‘Twenty years…Life….!
The judge’s words all a blur, up until those words….’Twenty years.’
Wasn’t until I was locked up that night that I could begin to fathom the number. ‘Twenty’. What it meant? ‘Twenty years’… kept on repeating it again, again. In my mind, aloud sometimes…(broke the silence).
‘Twenty years’…As if important not to forget these digits….. ‘Life, twenty year minimum…..’ How old would I be? I’d be forty years old at the completion point!… Calmed panic raced; checked, re-checked the numbers again…. ‘Yeah, I’ll be forty years old.’ That’s so old I thought!
I’d only been expelled from school two years prior. At eighteen, I considered thirty to be old-ish! How little I knew, understood then.
So I lay in silence all night, living inside memories gone by. When I closed my eyes, pondering, imagining how the world will change? Having to idea of what really to expect?
Imagining friends, some family… Trying to picture them all ‘twenty years’ down the life line. I found myself to be quite calm, certainly I felt down, hadn’t cried yet, though…. Too polarised. I’d been that way a while before prison.
Acceptance of my fate… I pleaded guilty to murder and robbery. I knew a life sentence awaited me weeks ago when I did so. So now I knew how long it would be before I could ask parole. I had figured out my age at the finish point…40. And I’d imagined, presumed and pondered. What futures, fates would befall those I loved, cared about? And those that showed me love? What kind of man will I be in ‘twenty years’?

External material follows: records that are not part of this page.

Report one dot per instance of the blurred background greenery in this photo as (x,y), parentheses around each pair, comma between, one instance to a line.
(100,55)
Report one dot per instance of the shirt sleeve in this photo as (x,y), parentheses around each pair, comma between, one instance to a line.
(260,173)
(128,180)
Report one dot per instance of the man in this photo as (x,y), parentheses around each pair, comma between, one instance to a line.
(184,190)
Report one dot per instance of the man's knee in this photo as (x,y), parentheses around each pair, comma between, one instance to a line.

I stopped these imaginings instantly, it wouldn’t help me now. I needed to be strong, mind and body. I’d carried so much already, I could do this too. I mean, I had acceptance of my fate in hand already, ready to use as a tool to fend, fight off dangerous day-dreaming.
I thought of all my victims. All that pain, hurt, anguish, I’d caused it all. Never saw the man I killed. Dark, no street lamps. His image comes from the papers, his warm, smiley, kind face. Etched onto my mind. Couldn’t look no longer, though. I wept of shame, cried anguish for all I’d done. First tears in many years, like a flood for it all. The whole sorry state…my life till this point. His family! My co-defendants’ family…my family….realisation of the reach my pain and anguish will affect….despair!
I shook my head, coming to from the trance. I’d laid for hours inside myself, dwelling, dreaming….thinking. Washed the dried tears off my face. Stung. I had to be strong. Couldn’t dwell like this. After I wiped tears from my cheeks that night, it would be seven years before I’d allow myself to weep, cry again. So, I put on a suit of armour, built high walls and stepped inside….locked myself away. I put myself in prison, inside of prison. Felt the safest thing to do at that point.